Chemist Creates Films’ Ambiance

Beverly Wood uses her background in chemistry to bring filmmakers’ visions to life on the big screen. Executive vice president of technical services and client relations for Deluxe Entertainment in Los Angeles, Wood recently worked her visual magic on the latest James Bond film, Skyfall. In nearly two decades with Deluxe, she has helped put the finishing touches on a myriad of movies, including True Grit and The Hours. Photo by Henner Hofmann, ASC, AMC.

When James Bond needs the latest in high-tech gadgetry, he turns to Q.

And when the cinematographer for the latest Bond film needs technical advice, he turns to Beverly Wood ’78.

Wood, executive vice president of technical services and client relations for Deluxe Entertainment’s digital arm, EFILM, was on her way from Los Angeles to London recently to help director of photography Roger Deakins put the finishing touches on Skyfall, the 23rd and latest Bond film.

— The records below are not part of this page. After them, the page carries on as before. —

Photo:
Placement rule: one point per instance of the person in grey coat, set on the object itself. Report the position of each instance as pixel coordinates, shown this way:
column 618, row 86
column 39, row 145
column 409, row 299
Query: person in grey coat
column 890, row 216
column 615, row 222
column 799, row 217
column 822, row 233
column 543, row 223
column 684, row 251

It’s hard for Wood, 56, to describe the behind-the-scenes magic she and her colleagues specialize in. But you can see it for yourself in the moodiness of Seven, the old Western-style patina of The Assassination of Jesse James by the Coward Robert Ford, and the deep blacks and crisp look of The Man Who Wasn’t There, just a few of the thousands of films she and her team at Deluxe have worked on.

The Man Who Wasn’t There − shot in color but transferred to black-and-white reels by Wood’s crew − earned Deakins a best film award from the American Society of Cinematographers in 2001. He was in the middle of shooting another movie, so he sent Wood to the awards ceremony in his stead.

After Wood read the speech Deakins had prepared for her, she added a thought of her own.

“Who would’ve thought a little black girl from Virginia would end up in this room?” she asked the crowd of Hollywood elite. “I got a standing ovation.”

Perhaps no one was more surprised Wood was there than she was. Raised on a farm in rural Southside Virginia, she’d come to Mary Washington to study biology and pursue a career as a medical technologist.

Instead, Wood graduated in chemistry and, after earning a master’s degree at the University of Georgia, she all but decided to take a job with an oil company in Texas. But one last interview, with Kodak in Rochester, N.Y., changed her life.

Wood ultimately accepted a job with Kodak’s motion picture division. She moved to California to work with movie laboratories, fixing everything from radiation fog to pressure marks on film. The job combined her chemistry expertise with her people skills.

“I didn’t want to be a mad scientist for the rest of my life,” she said, laughing. “I like outside stimulus to stimulate my thinking and how I look at a problem. Analytical chemistry taught me how to solve a problem, no matter what kind of problem it is.”

Wood has been solving problems for filmmakers big and small at Deluxe for almost 20 years. Her job often entails listening to filmmakers describe what they want a movie to feel and look like and then applying her technical skills to deliver that vision.

“It’s not about me. These people entrust their images to me. I help them make sure their vision is intact from beginning to end,” Wood said. “They already know what they want. I just help them get it.”